# Bummed Out



## stevespy (Aug 8, 2010)

Yeah We are all bummed out. Fish are out there but we can't go because of weather. To to keep our interest_ and preparedness I suggeset the following :_

_Change those nasty looking hooks on our favorite lures_

_Check the EPIRB batteries. We spent good dollars for these devices, hope never to use them, but should we have to the batteries need to to be good._

_Check fire extenguishers dates and pressure_

_Chech flare expiration dates_

_Chech back up VHF batteries_

_Not comprehensive so add your suggesstions._

_I myself know that when the weather is good and the bite is on I'm not doing any of the above._

_stevespy GINJACK_

_Happy New Year_

_Take a CPR and First Aid Class , afterall we are 100 miles offshore_


----------



## robbiewoodcutter (Jun 30, 2011)

hey good post im going to check the batteries in my smoke detector now , you might have saved my families life


----------



## amarcafina (Aug 24, 2008)

Check and change hoses and belts;
fuel and water separators changed..
make sure thur hull valves will close if needed.


----------



## sniperpeeps (Mar 5, 2011)

stevespy said:


> Yeah We are all bummed out. Fish are out there but we can't go because of weather.
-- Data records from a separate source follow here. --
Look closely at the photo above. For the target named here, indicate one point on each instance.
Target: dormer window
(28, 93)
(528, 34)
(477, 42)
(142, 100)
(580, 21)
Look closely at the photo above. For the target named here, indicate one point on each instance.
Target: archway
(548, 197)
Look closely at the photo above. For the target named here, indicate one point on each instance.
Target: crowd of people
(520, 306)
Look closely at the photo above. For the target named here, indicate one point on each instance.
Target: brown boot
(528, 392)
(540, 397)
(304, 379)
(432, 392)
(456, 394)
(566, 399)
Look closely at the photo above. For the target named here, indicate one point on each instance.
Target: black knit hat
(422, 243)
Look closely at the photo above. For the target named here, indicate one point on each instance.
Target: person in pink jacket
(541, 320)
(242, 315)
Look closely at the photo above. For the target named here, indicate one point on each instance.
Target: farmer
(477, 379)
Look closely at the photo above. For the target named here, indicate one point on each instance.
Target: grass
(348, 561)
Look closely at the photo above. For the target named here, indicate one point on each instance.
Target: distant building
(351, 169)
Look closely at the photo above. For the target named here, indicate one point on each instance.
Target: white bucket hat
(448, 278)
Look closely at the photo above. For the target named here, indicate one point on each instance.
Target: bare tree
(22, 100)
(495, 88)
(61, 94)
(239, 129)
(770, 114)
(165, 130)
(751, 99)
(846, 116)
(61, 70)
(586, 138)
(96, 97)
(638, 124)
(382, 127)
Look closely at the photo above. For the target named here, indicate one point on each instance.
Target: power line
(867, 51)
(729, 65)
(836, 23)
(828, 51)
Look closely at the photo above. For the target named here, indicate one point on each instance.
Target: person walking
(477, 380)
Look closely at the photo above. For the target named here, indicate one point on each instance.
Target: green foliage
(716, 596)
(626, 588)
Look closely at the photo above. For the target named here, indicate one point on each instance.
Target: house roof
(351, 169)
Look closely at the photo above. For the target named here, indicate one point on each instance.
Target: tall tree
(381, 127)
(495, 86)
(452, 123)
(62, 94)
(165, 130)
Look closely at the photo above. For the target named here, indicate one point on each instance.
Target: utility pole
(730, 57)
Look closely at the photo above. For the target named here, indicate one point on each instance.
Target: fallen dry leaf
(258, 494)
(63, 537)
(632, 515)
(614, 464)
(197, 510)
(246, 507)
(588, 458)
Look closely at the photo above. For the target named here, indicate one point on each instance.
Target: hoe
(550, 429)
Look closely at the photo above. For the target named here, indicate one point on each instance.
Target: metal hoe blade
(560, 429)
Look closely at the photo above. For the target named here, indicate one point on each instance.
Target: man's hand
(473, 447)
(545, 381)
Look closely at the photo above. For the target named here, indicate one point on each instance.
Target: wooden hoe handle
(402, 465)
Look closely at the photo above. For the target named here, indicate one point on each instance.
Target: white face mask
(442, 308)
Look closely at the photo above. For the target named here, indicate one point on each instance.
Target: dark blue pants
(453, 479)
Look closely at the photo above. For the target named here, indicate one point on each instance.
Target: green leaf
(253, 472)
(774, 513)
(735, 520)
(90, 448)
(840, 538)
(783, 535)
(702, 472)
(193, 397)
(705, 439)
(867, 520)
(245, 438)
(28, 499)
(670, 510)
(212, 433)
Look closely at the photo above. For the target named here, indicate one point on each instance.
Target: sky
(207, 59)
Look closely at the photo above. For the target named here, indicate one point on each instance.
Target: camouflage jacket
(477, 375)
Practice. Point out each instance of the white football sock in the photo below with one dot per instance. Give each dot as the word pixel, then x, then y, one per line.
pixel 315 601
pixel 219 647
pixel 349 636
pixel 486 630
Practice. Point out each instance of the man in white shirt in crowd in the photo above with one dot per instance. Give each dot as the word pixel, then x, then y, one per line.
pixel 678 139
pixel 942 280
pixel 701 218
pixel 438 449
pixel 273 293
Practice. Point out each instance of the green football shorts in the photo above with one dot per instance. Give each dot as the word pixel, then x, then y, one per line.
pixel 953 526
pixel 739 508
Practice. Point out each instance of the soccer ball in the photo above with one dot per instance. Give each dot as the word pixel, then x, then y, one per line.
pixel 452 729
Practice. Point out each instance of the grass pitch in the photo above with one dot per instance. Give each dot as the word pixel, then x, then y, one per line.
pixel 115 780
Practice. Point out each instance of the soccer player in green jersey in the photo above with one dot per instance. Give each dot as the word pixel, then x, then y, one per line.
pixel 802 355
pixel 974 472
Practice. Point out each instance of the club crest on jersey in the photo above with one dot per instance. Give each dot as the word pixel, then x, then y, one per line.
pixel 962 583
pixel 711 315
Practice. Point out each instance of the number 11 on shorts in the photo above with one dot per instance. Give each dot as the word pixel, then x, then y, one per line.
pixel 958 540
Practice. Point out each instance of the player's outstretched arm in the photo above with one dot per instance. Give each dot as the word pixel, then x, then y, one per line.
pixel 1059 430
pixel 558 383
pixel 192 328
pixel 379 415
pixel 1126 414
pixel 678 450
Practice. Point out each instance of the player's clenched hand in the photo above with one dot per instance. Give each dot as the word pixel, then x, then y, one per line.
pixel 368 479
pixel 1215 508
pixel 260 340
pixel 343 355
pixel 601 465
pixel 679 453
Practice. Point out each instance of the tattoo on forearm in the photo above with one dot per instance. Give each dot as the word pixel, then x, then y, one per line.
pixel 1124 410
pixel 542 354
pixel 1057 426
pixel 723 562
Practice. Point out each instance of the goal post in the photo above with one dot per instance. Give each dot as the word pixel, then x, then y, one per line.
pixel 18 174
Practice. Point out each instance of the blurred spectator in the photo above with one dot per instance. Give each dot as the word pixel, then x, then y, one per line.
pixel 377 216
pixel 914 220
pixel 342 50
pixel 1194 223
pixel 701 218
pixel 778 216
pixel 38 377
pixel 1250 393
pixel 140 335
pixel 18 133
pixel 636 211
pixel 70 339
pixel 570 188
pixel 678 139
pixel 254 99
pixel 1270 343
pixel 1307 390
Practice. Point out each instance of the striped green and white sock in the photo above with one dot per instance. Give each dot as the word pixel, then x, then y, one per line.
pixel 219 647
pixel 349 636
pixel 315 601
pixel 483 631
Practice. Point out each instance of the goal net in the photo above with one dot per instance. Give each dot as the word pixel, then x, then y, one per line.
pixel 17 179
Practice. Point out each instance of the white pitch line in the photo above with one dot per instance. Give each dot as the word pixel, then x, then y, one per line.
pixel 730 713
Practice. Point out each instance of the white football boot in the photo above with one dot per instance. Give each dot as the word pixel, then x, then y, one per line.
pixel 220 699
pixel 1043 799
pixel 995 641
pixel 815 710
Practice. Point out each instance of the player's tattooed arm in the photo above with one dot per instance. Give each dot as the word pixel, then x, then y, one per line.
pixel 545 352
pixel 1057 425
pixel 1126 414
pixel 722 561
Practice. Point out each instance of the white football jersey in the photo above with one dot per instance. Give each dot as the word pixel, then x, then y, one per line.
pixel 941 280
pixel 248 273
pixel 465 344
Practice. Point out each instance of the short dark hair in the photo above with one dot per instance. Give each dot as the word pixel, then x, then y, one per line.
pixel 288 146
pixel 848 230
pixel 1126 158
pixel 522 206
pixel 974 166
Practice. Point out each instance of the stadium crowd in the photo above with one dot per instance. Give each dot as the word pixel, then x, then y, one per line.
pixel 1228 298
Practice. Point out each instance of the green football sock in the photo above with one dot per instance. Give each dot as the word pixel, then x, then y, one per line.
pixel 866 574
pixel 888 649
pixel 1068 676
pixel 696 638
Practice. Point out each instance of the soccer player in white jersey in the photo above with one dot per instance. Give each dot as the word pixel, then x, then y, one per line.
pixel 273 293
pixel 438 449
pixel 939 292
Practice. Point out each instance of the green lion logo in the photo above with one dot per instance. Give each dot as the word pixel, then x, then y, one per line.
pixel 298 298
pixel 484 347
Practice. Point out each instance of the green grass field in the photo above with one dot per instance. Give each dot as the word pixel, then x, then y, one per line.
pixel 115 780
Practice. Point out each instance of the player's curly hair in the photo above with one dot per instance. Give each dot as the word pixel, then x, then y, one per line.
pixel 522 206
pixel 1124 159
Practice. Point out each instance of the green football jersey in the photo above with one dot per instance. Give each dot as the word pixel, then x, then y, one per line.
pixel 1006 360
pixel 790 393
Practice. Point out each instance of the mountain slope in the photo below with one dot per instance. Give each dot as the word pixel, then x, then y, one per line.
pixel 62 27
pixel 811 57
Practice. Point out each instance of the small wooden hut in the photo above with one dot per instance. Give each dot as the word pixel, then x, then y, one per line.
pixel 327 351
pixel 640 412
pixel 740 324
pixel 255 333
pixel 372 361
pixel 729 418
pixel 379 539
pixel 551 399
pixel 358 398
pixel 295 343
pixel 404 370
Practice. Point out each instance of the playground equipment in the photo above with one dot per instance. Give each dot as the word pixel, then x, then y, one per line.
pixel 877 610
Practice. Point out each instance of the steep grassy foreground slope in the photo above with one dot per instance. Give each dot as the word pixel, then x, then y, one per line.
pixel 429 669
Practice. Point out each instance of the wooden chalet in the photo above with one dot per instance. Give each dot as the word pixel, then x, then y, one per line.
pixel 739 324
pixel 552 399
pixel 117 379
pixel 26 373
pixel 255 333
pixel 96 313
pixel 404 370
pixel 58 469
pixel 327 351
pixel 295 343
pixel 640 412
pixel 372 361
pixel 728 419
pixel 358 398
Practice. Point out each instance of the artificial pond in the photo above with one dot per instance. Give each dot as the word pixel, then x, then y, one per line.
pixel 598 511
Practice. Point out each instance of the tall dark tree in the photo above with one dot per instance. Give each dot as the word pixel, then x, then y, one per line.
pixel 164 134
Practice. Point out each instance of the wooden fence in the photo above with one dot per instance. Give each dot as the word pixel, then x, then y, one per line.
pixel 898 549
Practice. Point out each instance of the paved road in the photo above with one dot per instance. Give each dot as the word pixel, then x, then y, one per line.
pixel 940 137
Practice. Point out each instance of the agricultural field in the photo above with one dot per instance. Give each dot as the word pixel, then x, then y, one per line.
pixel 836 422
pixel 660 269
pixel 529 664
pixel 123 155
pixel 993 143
To to keep our interest_ and preparedness I suggeset the following :_
> 
> _Change those nasty looking hooks on our favorite lures_
> 
> ...


Replace line on the 50's that's old as dirt


----------



## DAWGONIT (Jan 16, 2009)

automated radio check; i think ch 26 out of gulf breeze.
float plan . . . .
catch 'em up.


----------



## MSViking (Oct 11, 2007)

I always like to empty and repack my ditch bag at least once a year. I also update my important boat papers folder on the boat by laminating all my permits, fish lic., insurance binder, Seatow paperwork etc.. and throw out the old permits.


----------



## Chris V (Oct 18, 2007)

Squeeze in some time New Years week to splice MSViking's anchor rope back together


----------



## Mikvi (Mar 11, 2008)

Update HMS Permit


----------



## seabiscuit (Oct 8, 2009)

All great suggestions. Since I just retired and finally have some time, I will do all of them. The one thing I had decided to do this year was start posting stuff on this forum. I've been a member since 09, but just never posted, just read everybody else's. Funny, out of that list, the one that I had actually started was re-spooling the 50W. At least bought the line.


----------



## jasoncooperpcola (Jan 2, 2008)

Help rebuild my V20 so I can get back on the water :whistling: . .


----------